2024 AIME II Problems/Problem 10: Difference between revisions

Revision as of 02:27, 23 April 2024

Problem

Let $\triangle ABC$ have circumcenter $O$ and incenter $I$ with $\overline{IA}\perp\overline{OI}$ , circumradius $13$ , and inradius $6$ . Find $AB\cdot AC$ .

Solution 1 (Similar Triangles and PoP)

Start off by (of course) drawing a diagram! Let $I$ and $O$ be the incenter and circumcenters of triangle $ABC$ , respectively.
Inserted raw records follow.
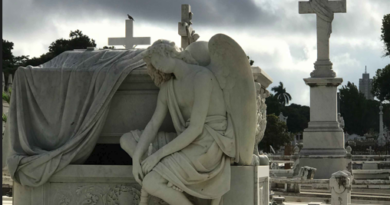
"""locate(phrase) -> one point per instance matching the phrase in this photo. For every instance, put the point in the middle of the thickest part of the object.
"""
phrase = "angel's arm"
(154, 124)
(203, 88)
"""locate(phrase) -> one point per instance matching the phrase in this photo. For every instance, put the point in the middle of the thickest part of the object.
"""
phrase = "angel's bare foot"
(170, 185)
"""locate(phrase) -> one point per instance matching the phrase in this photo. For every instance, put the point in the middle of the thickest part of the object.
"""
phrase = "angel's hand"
(149, 163)
(137, 172)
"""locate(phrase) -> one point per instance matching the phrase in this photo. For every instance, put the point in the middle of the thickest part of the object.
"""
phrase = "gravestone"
(381, 138)
(324, 136)
(129, 41)
(186, 32)
(131, 107)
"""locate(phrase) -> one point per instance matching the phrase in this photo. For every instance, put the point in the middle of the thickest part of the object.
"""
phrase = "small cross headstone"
(324, 10)
(370, 150)
(129, 41)
(186, 32)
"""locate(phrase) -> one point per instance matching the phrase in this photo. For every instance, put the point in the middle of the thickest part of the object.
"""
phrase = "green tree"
(273, 105)
(10, 62)
(7, 56)
(353, 109)
(386, 33)
(77, 41)
(275, 134)
(381, 84)
(281, 94)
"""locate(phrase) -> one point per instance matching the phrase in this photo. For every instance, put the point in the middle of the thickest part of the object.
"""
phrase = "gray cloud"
(26, 21)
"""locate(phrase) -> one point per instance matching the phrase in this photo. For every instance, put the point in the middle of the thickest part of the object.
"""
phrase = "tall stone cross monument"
(129, 41)
(186, 32)
(324, 11)
(323, 140)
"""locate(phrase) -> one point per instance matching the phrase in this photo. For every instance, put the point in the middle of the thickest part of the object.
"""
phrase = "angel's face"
(162, 63)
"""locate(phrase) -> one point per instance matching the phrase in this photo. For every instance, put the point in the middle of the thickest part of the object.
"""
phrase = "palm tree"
(281, 94)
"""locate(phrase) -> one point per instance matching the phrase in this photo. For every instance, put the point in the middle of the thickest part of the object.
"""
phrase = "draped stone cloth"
(58, 110)
(202, 169)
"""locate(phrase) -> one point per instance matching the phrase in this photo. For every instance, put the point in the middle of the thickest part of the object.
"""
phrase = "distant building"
(365, 85)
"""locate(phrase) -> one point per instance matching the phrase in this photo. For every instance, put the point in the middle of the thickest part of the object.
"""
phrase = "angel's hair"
(167, 49)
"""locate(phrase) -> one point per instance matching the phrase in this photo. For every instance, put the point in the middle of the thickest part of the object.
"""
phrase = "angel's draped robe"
(202, 169)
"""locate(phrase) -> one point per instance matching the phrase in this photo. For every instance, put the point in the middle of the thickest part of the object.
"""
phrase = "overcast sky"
(271, 32)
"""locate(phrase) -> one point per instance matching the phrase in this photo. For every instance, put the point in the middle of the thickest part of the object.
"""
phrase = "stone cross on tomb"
(324, 10)
(370, 150)
(186, 32)
(129, 41)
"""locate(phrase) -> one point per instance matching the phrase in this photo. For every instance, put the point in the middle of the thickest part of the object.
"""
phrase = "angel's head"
(160, 59)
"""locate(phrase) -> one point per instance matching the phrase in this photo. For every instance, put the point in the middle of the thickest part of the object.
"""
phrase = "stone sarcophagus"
(105, 176)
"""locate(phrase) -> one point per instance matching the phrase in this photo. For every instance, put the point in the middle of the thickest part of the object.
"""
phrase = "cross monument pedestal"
(323, 140)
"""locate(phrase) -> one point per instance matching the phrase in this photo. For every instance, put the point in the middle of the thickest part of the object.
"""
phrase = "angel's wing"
(230, 66)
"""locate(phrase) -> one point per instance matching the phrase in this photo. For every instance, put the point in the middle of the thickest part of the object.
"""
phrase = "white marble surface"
(129, 41)
(78, 183)
(340, 185)
(324, 11)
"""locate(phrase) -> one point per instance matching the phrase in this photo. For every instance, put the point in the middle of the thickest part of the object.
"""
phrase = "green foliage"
(275, 134)
(4, 118)
(77, 41)
(381, 84)
(360, 115)
(250, 61)
(7, 50)
(385, 36)
(10, 62)
(353, 108)
(273, 105)
(281, 94)
(6, 97)
(109, 47)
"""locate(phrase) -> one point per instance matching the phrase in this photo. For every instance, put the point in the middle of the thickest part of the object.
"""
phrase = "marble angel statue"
(209, 92)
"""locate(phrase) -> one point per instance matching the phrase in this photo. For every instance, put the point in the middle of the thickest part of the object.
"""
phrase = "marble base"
(325, 166)
(323, 140)
(99, 184)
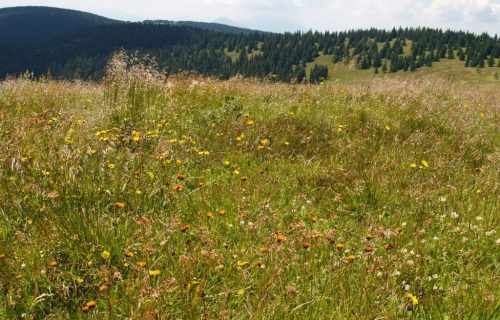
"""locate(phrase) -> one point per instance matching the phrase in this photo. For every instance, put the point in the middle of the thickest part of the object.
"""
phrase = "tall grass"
(243, 200)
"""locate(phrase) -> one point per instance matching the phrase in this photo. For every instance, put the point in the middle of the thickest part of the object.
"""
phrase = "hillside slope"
(31, 25)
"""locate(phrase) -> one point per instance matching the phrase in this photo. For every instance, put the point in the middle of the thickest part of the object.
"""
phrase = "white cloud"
(474, 15)
(466, 10)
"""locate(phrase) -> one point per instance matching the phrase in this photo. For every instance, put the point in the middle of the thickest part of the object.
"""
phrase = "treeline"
(280, 57)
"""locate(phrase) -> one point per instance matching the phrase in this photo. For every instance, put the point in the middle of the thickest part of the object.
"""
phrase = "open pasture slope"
(200, 199)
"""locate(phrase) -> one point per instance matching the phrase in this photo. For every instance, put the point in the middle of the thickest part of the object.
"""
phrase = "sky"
(292, 15)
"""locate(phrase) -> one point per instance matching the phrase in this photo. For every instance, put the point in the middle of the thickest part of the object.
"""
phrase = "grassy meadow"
(191, 198)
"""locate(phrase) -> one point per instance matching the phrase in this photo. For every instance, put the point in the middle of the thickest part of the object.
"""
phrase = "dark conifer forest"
(83, 50)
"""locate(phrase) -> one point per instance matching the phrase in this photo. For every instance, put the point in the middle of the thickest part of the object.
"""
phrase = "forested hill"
(84, 52)
(29, 25)
(203, 25)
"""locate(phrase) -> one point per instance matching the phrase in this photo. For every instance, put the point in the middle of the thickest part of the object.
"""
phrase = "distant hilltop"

Furthermore, extend $AI$ to meet $BC$ at $L$ and the circumcircle of triangle $ABC$ at $D$ .

$[asy] size(300); import olympiad; real c=8.1,a=5*(c+sqrt(c^2-64))/6,b=5*(c-sqrt(c^2-64))/6; pair B=(0,0),C=(c,0), D = (c/2-0.01, -2.26); pair A = (c/3,8.65*c/10); draw(circumcircle(A,B,C)); pair I=incenter(A,B,C); pair O=circumcenter(A,B,C); pair L=extension(A,I,C,B); dot(I^^O^^A^^B^^C^^D^^L); draw(A--L); draw(A--D); path midangle(pair d,pair e,pair f) {return e--e+((f-e)/length(f-e)+(d-e)/length(d-e))/2;} draw(C--B--D--cycle); draw(A--C--B); draw(A--B); draw(B--I--C^^A--I); draw(incircle(A,B,C)); label("$B$",B,SW); label("$C$",C,SE); label("$A$",A,N); label("$D$",D,S); label("$I$",I,NW); label("$L$",L,SW); label("$O$",O,E); label("$\alpha$",B,5*dir(midangle(A,B,I)),fontsize(8)); label("$\alpha$",B,5*dir(midangle(I,B,C)),fontsize(8)); label("$\beta$",C,12*dir(midangle(B,C,I)),fontsize(8)); label("$\beta$",C,12*dir(midangle(I,C,A)),fontsize(8)); label("$\gamma$",A,5*dir(midangle(B,A,I)),fontsize(8)); label("$\gamma$",A,5*dir(midangle(I,A,C)),fontsize(8)); draw(I--O); draw(A--O); draw(rightanglemark(A,I,O)); [/asy]$

We'll tackle the initial steps of the problem in two different manners, both leading us to the same final calculations.

Solution 1.1

Since $I$ is the incenter, $\angle BAL \cong \angle DAC$ . Furthermore, $\angle ABC$ and $\angle ADC$ are both subtended by the same arc $AC$ , so $\angle ABC \cong \angle ADC.$ Therefore by AA similarity, $\triangle ABL \sim \triangle ADC$ . From this we can say that $\frac{AB}{AD} = \frac{AL}{AC} \implies AB \cdot AC = AL \cdot AD$

Since $AD$ is a chord of the circle and $OI$ is a perpendicular from the center to that chord, $OI$ must bisect $AD$ . This can be seen by drawing $OD$ and recognizing that this creates two congruent right triangles. Therefore, $AD = 2 \cdot ID \implies AB \cdot AC = 2 \cdot AL \cdot ID$

We have successfully represented $AB \cdot AC$ in terms of $AL$ and $ID$ . Solution 1.2 will explain an alternate method to get a similar relationship, and then we'll rejoin and finish off the solution.

Solution 1.2

$\angle ALB \cong \angle DLC$ by vertical angles and $\angle LBA \cong \angle CDA$ because both are subtended by arc $AC$ . Thus $\triangle ABL \sim \triangle CDL$ .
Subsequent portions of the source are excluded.